In 2015 the FCA converted a 496-square-foot room next to its offices into a project space called the Other Room dedicated exclusively to artist-curated exhibitions.[2]


As of 2015, the foundations’s board of directors includes Brooke Alexander, Anne Dias-Griffin, Robert Gober, Agnes Gund, Jasper Johns, Glenn Ligon, Kara Walker, T.J. Wilcox and Cecily Brown.[3]

Grant programs[edit]

The FCA has operated continuously since the 1960s. In 1993, the Directors of the Foundation chose to provide more significant sums to artists by awarding fewer, more substantial grants to individuals and groups by a nomination process only. Since then, the FCA has operated four main programs: Grants to Artists, Emergency Grants, Grants to Organizations and the John Cage Award.

Grants to artists[edit]

As the FCA's core program, Grants to Artists intends to provide recipients with the financial means to engage in whatever artistic endeavors they wish to pursue, to research and develop ideas, embark on projects, and complete projects already underway. Recipients are chosen annually through a confidential nomination and selection process. Once a year, the FCA invites dozens of artists and arts professionals to serve as nominators. Nominators propose one exceptional individual, artist collective or performing group whom they believe deserves and would benefit from a $25,000 award. Nominators are selected by field, but are free to propose artists working in or among any of the five areas supported. They are asked to remain anonymous. A selection panel chooses grantees on the basis of the merit and imaginativeness of their work and the impact such recognition and support might have at this point in their careers. Although most artists who receive support live and work in the United States, Grants to Artists may be awarded internationally. The number of selections made in any of the five fields is determined by the strength of the candidates as well as the FCA’s resources that year. Grants to Artists is an uncommon and significant program that supports the creative process and assists in the realization of many artistic projects throughout the country and abroad[4]

Emergency grants[edit]

Emergency Grants are awarded on an ongoing basis to emerging artists and collectives throughout the country who are in need of timely, urgent support. The only program of its kind, Emergency Grants provides quick, grassroots support to artists who have unexpected expenses when projects are close to completion or sudden opportunities to present work to the public. Emergency Grants are limited in number and modest in amount, typically ranging from $500 to $2,000. Requests are reviewed monthly by a volunteer panel of established artists[5]

Grants to organizations[edit]

Grants to Organizations are awarded to organizations that support or present professional artists making work of a contemporary or experimental nature.
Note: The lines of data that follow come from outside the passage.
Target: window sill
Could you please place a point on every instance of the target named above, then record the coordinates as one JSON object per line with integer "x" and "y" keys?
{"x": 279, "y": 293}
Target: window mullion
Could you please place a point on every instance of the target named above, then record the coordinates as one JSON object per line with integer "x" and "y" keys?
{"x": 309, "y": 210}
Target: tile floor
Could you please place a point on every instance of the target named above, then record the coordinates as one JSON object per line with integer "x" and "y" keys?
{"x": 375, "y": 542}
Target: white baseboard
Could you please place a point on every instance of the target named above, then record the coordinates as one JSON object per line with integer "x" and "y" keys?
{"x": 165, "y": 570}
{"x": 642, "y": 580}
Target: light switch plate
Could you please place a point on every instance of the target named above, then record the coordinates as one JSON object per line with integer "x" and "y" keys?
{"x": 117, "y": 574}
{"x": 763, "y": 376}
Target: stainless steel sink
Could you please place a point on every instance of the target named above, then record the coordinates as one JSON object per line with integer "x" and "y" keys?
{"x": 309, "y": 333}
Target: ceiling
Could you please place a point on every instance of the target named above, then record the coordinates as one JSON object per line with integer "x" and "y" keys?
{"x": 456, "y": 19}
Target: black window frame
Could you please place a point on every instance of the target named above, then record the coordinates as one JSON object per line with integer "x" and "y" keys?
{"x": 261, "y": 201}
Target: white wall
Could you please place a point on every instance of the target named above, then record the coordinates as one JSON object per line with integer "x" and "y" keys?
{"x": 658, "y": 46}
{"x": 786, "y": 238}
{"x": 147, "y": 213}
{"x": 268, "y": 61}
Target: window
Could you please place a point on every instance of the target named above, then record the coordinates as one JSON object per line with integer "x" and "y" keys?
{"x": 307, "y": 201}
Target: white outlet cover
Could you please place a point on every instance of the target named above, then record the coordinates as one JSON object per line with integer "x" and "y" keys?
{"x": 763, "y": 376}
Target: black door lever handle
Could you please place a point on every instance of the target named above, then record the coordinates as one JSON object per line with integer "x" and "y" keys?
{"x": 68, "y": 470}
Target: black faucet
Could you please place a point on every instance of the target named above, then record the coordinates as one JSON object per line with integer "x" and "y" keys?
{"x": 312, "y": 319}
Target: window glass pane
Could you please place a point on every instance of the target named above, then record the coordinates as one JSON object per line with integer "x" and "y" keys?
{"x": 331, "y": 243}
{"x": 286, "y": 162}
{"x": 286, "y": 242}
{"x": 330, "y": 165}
Grants of not more than $5,000 are awarded annually and are made for specific projects or general operating support. Grants to Organizations is supported by a major grant from The Andrew W. Mellon Foundation. This program is also supported by the Lily Auchincloss Foundation, The Louisa Stude Sarofim Charitable Trust and, in part, by public funds from the New York City Department of Cultural Affairs, in partnership with the City Council[6]

John Cage award[edit]

The biennial John Cage Award honors the late composer and FCA co-founder with a $50,000 grant to an individual who has made outstanding achievements in contemporary performing arts. The recipient is selected by the FCA's Board of Directors from invited nominations. Past recipients include: Paul Kaiser, Charles Atlas, David Behrman, Robert Ashley, Gordon Mumma, Earle Brown, Christian Wolff, Takehisa Kosugi, David Tudor, William Anastasi, Pauline Oliveros, and Phil Niblock.[7]
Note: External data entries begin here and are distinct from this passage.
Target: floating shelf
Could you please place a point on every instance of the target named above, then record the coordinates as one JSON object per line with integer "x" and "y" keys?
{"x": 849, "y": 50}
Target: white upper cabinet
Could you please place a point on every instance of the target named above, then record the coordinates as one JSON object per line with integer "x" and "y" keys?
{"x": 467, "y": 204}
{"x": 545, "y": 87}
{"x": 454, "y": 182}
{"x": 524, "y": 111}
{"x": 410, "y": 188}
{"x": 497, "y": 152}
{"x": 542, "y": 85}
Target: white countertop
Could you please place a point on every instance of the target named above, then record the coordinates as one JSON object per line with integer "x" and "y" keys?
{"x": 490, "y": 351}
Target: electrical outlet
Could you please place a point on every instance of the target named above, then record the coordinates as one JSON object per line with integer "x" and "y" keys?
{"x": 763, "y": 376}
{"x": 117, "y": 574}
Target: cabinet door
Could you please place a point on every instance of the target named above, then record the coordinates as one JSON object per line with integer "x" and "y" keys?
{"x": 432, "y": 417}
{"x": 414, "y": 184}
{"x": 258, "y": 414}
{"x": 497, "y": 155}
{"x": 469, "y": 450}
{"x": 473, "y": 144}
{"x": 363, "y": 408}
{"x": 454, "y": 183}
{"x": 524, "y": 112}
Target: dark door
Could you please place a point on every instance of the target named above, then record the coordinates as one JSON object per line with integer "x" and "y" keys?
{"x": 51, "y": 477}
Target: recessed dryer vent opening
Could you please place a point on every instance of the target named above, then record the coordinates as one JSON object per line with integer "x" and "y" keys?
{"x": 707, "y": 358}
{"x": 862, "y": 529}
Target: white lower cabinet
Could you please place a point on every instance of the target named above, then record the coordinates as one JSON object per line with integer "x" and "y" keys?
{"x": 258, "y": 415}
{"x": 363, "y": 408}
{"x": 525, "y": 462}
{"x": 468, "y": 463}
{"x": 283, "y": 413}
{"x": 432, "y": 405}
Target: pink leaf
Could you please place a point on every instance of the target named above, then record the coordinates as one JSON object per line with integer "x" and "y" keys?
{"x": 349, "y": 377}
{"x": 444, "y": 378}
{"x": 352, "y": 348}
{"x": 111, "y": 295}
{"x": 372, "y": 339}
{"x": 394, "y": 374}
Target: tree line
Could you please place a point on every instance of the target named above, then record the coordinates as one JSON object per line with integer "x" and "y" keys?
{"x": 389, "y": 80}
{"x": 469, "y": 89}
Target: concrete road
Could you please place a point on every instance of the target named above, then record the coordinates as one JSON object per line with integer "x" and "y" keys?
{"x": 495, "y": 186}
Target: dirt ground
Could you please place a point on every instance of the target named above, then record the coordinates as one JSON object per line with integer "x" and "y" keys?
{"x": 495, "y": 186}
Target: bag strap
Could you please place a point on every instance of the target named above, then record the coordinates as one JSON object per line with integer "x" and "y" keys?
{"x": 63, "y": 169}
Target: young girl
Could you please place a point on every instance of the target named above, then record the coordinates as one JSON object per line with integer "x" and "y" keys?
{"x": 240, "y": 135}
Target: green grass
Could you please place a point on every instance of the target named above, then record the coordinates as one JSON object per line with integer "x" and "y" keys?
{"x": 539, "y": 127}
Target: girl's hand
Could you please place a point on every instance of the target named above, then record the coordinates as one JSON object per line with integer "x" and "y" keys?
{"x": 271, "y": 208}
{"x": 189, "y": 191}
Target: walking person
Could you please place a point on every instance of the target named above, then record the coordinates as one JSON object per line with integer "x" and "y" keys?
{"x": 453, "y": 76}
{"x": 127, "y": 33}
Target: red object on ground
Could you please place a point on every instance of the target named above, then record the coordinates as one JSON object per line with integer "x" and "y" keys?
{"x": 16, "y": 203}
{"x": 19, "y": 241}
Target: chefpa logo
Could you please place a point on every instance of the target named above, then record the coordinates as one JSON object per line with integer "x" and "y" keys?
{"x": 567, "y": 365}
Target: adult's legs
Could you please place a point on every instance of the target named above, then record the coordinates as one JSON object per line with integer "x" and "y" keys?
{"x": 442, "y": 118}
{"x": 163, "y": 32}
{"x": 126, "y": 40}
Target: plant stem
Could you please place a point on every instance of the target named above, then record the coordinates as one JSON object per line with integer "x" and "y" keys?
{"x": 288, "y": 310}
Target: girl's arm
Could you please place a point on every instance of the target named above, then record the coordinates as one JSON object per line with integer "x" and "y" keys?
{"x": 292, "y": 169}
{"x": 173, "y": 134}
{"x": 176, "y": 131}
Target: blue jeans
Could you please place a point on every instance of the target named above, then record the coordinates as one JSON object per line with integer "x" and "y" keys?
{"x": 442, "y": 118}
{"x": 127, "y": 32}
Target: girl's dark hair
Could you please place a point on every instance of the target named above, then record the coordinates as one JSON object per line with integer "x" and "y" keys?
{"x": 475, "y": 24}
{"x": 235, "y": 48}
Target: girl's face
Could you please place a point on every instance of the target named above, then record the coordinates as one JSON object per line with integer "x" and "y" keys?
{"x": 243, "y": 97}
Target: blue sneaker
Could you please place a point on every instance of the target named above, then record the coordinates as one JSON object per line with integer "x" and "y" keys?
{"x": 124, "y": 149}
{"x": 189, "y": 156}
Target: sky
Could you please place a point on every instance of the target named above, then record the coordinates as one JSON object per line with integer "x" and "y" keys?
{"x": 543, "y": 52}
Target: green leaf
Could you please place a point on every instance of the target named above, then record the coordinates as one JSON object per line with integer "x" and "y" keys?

Robert Rauschenberg award[edit]

This endowed award of $25,000 is made annually through Grants to Artists to a visual or performing artist. It was established in 2013 with a gift from the Robert Rauschenberg Foundation. Rauschenberg was one of the FCA’s original contributing artists and was generous to FCA throughout his life. Recent recipients include Trisha Brown and Elodie Lauten.[8]